As much as I love (too much) crackling and seafood at Christmas, I love these veggie filled recipes to keep the balance and to be sure I don’t fill up before we serve my Great Aunty Dot’s Christmas pudding.
Next up in the vegan Christmas lunch recipe haul, we have a Pearl Couscous Salad with Charred Peaches. This salad is packed full of herbs, you’ve got them all, go crazy. Then we have some peaches which are pretty much the definition of happiness in December, in my opinion. Those sweet sweet stone fruit smells get me and send me straight back to beach days, sitting on my boogie board eating a peach I’d most likely dropped in the sand and my mum had to wash for me. We’d be in the water for hours, come up for water and sustenance then straight back in.
This salad is a mix of crunchy, herby, nutty and sweet. All good things in life. It looks pretty and provides a bit of freshness and palate cleansing from all the goodness of the rest of your Christmas spread, whatever you choose it to be.
- 1 cup pearl couscous
- 6 peaches
- 6 tablespoon extra virgin olive oil
- 2 bunch broccolini
- 300 g green beans
- 1 cos lettuce or butter lettuce
- 1 cup rocket
- Scant ½ cup mint leaves
- ¼ cup chives roughly chopped
- Scant ½ cup basil leaves
- 1 block vegan herb garlic boursin cheese
- Cook pearl couscous to packet instructions.

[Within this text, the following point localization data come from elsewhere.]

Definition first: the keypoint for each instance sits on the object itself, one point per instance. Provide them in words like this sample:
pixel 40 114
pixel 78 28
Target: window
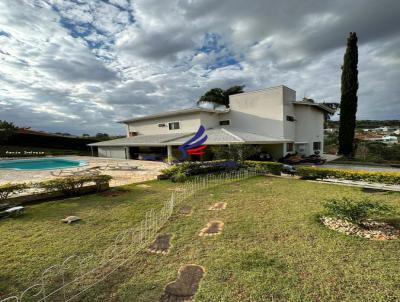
pixel 317 145
pixel 173 125
pixel 225 123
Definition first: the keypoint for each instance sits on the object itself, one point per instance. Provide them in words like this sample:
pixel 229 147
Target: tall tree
pixel 348 103
pixel 220 96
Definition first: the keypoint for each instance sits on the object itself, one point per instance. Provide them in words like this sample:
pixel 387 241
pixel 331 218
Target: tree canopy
pixel 348 103
pixel 220 96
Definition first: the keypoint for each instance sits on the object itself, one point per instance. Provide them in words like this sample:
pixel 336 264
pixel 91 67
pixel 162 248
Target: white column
pixel 169 152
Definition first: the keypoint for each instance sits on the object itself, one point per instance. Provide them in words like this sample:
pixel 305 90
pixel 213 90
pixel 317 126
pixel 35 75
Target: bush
pixel 72 185
pixel 392 178
pixel 355 211
pixel 9 189
pixel 179 177
pixel 272 167
pixel 197 168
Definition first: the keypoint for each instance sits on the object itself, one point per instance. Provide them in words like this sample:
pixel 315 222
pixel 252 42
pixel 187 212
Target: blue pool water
pixel 40 164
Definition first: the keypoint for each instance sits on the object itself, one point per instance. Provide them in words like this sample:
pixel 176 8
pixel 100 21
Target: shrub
pixel 72 185
pixel 196 168
pixel 392 178
pixel 179 177
pixel 355 211
pixel 9 189
pixel 272 167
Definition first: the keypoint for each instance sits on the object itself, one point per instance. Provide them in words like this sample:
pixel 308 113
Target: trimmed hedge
pixel 270 166
pixel 392 178
pixel 196 168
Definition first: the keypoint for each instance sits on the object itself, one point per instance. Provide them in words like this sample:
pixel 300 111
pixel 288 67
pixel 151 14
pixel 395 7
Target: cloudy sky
pixel 79 66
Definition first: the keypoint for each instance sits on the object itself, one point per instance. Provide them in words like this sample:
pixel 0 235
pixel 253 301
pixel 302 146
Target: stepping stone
pixel 212 228
pixel 186 210
pixel 161 244
pixel 185 286
pixel 218 206
pixel 70 219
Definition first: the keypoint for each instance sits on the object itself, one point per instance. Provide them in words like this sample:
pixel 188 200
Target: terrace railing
pixel 75 275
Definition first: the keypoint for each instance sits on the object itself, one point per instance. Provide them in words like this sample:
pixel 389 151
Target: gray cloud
pixel 149 58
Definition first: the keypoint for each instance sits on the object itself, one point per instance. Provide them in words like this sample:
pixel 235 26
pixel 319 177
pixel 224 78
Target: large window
pixel 317 145
pixel 173 125
pixel 225 122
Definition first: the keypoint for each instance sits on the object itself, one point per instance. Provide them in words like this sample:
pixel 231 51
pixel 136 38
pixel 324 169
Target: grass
pixel 272 247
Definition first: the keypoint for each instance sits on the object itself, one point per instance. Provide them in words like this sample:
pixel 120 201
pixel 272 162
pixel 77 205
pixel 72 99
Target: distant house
pixel 270 118
pixel 373 137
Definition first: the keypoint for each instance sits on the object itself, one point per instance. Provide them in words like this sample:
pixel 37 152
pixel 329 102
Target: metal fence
pixel 74 276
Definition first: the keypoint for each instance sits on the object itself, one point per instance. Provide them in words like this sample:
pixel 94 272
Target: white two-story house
pixel 270 118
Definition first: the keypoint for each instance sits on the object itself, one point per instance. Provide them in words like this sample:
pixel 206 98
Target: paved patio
pixel 147 170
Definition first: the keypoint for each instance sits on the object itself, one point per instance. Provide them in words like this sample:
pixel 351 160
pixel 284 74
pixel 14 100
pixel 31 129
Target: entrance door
pixel 301 148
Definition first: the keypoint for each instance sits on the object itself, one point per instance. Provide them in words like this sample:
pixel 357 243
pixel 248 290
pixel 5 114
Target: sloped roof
pixel 215 136
pixel 317 105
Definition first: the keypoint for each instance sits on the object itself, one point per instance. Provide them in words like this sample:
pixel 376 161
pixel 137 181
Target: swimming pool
pixel 40 164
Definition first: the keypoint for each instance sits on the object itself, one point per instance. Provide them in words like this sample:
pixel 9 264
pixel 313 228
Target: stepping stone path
pixel 186 210
pixel 218 206
pixel 185 286
pixel 70 219
pixel 161 244
pixel 212 228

- Heat a griddle pan (or a frying pan) on medium heat.
- Use a knife to split peaches in half and remove seeds. Coat peaches in 1 tablespoon olive oil and place flesh side down in pan. Cook for 5 minutes, flip and cook for another 5. Put peaches to side.

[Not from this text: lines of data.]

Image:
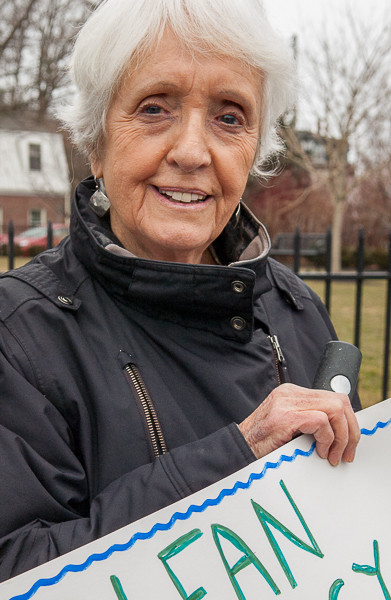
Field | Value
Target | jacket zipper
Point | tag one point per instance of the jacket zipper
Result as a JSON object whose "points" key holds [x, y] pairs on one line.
{"points": [[278, 356], [154, 428]]}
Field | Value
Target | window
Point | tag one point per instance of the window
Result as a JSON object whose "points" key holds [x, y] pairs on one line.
{"points": [[37, 217], [35, 157]]}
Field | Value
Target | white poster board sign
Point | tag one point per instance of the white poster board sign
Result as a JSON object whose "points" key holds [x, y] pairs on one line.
{"points": [[289, 525]]}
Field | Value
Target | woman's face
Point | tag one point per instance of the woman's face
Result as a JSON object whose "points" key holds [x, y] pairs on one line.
{"points": [[181, 136]]}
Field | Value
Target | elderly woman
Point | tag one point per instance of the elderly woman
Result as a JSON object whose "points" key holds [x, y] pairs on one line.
{"points": [[150, 354]]}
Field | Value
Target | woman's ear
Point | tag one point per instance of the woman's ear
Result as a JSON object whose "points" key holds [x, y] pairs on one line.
{"points": [[96, 165]]}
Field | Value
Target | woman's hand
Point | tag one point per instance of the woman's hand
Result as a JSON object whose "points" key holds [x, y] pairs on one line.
{"points": [[290, 410]]}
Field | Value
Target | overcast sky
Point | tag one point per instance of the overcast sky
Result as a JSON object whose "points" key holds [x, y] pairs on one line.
{"points": [[297, 16]]}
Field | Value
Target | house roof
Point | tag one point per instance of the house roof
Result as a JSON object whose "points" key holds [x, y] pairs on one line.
{"points": [[16, 177]]}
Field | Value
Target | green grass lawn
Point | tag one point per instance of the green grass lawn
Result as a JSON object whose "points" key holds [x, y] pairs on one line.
{"points": [[343, 300]]}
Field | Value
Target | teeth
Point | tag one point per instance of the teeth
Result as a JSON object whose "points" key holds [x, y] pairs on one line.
{"points": [[182, 196]]}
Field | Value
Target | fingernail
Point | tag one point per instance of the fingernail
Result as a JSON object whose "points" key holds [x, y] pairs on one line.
{"points": [[350, 457]]}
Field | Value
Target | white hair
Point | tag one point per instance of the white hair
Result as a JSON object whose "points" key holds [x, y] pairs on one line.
{"points": [[121, 31]]}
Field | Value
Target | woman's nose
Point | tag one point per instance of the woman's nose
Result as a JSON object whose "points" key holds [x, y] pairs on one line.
{"points": [[189, 149]]}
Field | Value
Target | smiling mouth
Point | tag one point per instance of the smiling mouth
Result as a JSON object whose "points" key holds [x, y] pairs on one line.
{"points": [[183, 197]]}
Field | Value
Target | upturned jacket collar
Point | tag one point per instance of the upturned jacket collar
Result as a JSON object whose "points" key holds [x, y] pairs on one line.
{"points": [[217, 298]]}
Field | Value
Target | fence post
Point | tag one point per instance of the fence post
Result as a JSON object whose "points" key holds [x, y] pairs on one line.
{"points": [[327, 300], [386, 370], [296, 249], [360, 269], [11, 245], [50, 236]]}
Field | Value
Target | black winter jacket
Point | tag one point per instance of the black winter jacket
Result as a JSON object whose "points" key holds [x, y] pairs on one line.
{"points": [[85, 448]]}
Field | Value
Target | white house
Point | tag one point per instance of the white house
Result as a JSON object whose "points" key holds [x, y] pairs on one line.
{"points": [[34, 176]]}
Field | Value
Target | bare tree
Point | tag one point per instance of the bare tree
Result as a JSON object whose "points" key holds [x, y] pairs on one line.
{"points": [[36, 38], [348, 96]]}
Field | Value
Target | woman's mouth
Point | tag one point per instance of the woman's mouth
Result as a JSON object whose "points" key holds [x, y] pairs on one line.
{"points": [[183, 197]]}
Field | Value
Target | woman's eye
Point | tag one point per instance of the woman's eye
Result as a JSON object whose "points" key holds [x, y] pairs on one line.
{"points": [[230, 120], [153, 110]]}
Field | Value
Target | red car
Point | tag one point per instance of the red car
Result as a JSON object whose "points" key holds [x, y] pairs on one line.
{"points": [[34, 240]]}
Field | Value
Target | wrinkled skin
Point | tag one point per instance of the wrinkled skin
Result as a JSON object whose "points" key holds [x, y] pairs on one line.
{"points": [[180, 124], [290, 410]]}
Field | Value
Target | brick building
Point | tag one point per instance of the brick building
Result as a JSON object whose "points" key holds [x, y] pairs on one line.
{"points": [[34, 176]]}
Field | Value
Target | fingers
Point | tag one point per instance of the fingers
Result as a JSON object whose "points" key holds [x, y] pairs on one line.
{"points": [[290, 409]]}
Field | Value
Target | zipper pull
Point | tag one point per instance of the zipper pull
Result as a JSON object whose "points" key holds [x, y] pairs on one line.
{"points": [[277, 348]]}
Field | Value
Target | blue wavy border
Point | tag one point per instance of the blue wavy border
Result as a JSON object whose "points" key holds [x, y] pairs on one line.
{"points": [[177, 516]]}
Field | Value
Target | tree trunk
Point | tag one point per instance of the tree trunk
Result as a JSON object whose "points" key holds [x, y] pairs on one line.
{"points": [[336, 246]]}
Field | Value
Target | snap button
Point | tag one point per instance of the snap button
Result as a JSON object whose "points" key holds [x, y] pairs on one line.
{"points": [[238, 286], [65, 300], [238, 323]]}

- Clean out pan and bring back to a medium heat with another 1 tablespoon olive oil. Chop ends off broccolini and charr in pan for 3 minutes each side. Don’t crowd your pan, broccolini needs to be in a single layer, you may need to do this in 2 batches.
- Clean out pan and bring back to medium heat with another 1 tablespoon olive oil. Top and tail green beans and add to pan with garlic and cook for 1-2 minutes, shaking pan every 30 seconds. Don’t crowd your pan, you may need to do this in 2 batches.

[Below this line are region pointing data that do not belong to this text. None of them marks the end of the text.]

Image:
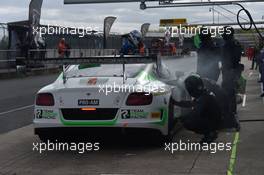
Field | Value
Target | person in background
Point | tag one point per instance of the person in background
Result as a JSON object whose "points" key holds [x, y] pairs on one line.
{"points": [[62, 48], [67, 50], [231, 56], [261, 70], [205, 116], [208, 57], [141, 47], [130, 43], [254, 58]]}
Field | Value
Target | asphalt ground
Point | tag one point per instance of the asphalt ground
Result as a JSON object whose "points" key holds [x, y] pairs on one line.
{"points": [[124, 155]]}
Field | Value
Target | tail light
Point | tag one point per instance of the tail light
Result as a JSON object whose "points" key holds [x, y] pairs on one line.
{"points": [[139, 98], [45, 99]]}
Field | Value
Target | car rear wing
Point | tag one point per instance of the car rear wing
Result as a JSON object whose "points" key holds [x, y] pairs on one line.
{"points": [[110, 59], [105, 57]]}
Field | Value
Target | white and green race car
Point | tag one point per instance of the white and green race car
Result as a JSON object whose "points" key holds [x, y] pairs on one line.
{"points": [[98, 95]]}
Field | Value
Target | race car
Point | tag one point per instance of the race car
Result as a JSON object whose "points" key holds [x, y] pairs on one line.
{"points": [[126, 96]]}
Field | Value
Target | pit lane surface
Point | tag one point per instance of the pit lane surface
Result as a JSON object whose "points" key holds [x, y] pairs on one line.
{"points": [[120, 155]]}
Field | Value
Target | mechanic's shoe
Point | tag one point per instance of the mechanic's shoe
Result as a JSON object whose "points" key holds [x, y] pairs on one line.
{"points": [[209, 138]]}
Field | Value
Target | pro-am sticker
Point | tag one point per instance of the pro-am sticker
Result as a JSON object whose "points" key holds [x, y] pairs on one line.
{"points": [[133, 114], [45, 114]]}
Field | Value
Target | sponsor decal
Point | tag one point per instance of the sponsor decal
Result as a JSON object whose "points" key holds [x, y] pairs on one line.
{"points": [[88, 102], [133, 114], [45, 114]]}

- On a platter, scatter with cos lettuce and rocket. In a bowl mix together pearl couscous, broccolini, beans, mint, chives and basil. Mix well to combine. Pour over your lettuce layer.
- Top with peaches and torn herb garlic boursin.
- Drizzle with remaining oil and salt and pepper.
Check out the rest of the Vegan Christmas recipe line up I created for Harris Farm:
I’m not sure which recipe is my favourite, but the Herb Stuffed Tomatoes have rendered a few lucky taste testers speechless. On shoot day one of the Harris Farm staff said it smelled like his mum’s cooking – which he declared was the biggest compliment he could give as she’s the best cook. I’ll take it all.
The Raw Chocolate Tart with Christmas Pudding Crumb I made and drove 6 hours to a friends house. We sat in her new house, at the kitchen table, with endless cups of tea and pieces of this cake. It’s rich and deluxe. Add some brandy or rum for a real Christmas feel, although I’ll be honest and say I’m a fan of it without the booze.